History

Great Britain
- Name: HMS Fury
- Acquired: 3 February 1794 (by purchase)
- Commissioned: March 1794
- Fate: Sold May 1802

General characteristics
- Type: Hoy
- Tons burthen: 55, or 56 (bm)
- Length: 57 ft 10 in (17.6 m) (overall); 50 ft 2+1⁄2 in (15.3 m) (keel);
- Beam: 14 ft 6 in (4.4 m)
- Depth of hold: 5 ft 4 in (1.63 m)
- Propulsion: Sails
- Sail plan: sloop
- Complement: 30
- Armament: 1 × 24-pounder gun + 3 × 32-pounder carronades

= HMS Fury (1794) =

HMS Ferret was a Dutch hoy of the same name that the Admiralty purchased in 1794 for use as a gun-boat. It sold her in May 1802.

==Career==
Fury underwent fitting at Deptford in March–April 1794. Lieutenant Joseph Tokely commissioned her in March 1794.Lieutenant Francis Fraser replaced Tokely in May 1795. Fury was paid off in February 1796, but Lieutenant David Burn recommissioned her in September.

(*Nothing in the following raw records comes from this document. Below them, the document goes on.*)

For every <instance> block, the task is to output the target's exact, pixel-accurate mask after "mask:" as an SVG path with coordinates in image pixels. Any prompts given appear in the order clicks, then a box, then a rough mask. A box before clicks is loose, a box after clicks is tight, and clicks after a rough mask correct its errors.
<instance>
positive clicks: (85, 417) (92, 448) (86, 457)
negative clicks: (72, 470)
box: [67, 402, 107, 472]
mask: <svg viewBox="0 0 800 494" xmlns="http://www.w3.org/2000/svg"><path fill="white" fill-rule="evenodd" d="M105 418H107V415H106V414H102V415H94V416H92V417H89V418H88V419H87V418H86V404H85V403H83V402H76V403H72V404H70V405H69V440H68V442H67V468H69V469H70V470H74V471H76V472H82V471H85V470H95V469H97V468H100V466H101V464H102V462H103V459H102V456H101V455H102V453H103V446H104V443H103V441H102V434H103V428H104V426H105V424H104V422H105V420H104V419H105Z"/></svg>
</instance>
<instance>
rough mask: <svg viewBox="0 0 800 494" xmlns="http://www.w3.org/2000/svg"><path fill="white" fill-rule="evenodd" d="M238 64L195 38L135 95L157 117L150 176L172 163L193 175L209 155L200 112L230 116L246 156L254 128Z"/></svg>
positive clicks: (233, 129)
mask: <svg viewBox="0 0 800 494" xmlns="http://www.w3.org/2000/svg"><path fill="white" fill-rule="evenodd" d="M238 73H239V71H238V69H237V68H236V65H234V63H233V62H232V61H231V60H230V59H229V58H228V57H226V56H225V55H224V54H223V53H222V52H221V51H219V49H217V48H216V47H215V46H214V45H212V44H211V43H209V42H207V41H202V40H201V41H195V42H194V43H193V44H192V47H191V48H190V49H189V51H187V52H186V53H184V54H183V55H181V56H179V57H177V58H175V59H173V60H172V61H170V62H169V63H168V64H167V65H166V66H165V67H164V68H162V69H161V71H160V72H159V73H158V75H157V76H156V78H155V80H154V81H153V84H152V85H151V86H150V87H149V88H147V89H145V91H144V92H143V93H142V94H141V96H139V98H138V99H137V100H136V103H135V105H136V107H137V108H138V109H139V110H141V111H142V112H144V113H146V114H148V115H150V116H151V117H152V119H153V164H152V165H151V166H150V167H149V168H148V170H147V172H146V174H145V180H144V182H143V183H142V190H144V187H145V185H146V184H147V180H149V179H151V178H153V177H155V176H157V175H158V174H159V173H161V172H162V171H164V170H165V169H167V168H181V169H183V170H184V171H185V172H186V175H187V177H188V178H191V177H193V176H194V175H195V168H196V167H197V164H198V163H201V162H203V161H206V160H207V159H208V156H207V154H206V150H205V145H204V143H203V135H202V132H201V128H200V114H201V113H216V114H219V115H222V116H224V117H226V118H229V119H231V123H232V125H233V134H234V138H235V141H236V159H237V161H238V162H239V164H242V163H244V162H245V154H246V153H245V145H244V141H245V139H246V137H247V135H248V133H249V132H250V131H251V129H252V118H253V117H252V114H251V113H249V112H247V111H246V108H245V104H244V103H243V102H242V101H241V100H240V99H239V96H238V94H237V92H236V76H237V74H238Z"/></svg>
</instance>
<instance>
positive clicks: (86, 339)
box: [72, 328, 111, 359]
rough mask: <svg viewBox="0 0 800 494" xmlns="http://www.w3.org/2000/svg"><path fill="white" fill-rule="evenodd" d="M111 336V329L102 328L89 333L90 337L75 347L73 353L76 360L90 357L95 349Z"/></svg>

On 13 July 1797 Fury brought in to Portsmouth an open boat French privateer, of 14 men. The privateer had grounded on the Shingles at the entrance to the Channel while in chase of the Cowes pilot boat. The master of the privateer had already been captured nine times before.

On 10 August Fury captured the French privateer Invisible.

Lieutenant A. Everell replaced Burn in January 1799 (acting). Lieutenant John Roberts commanded Fury from 1800.

Fury was one of five vessels that shared in the proceeds of the capture on 13 March 1801 of the French vessel Cosmopolite.

==Fate==
The "Principal Officers and Commissioners of His Majesty's Navy" offered "Fury gun-vessel, 55 Tons, lying at Portsmouth", for sale on 12 May 1802. She sold at Portsmouth in May.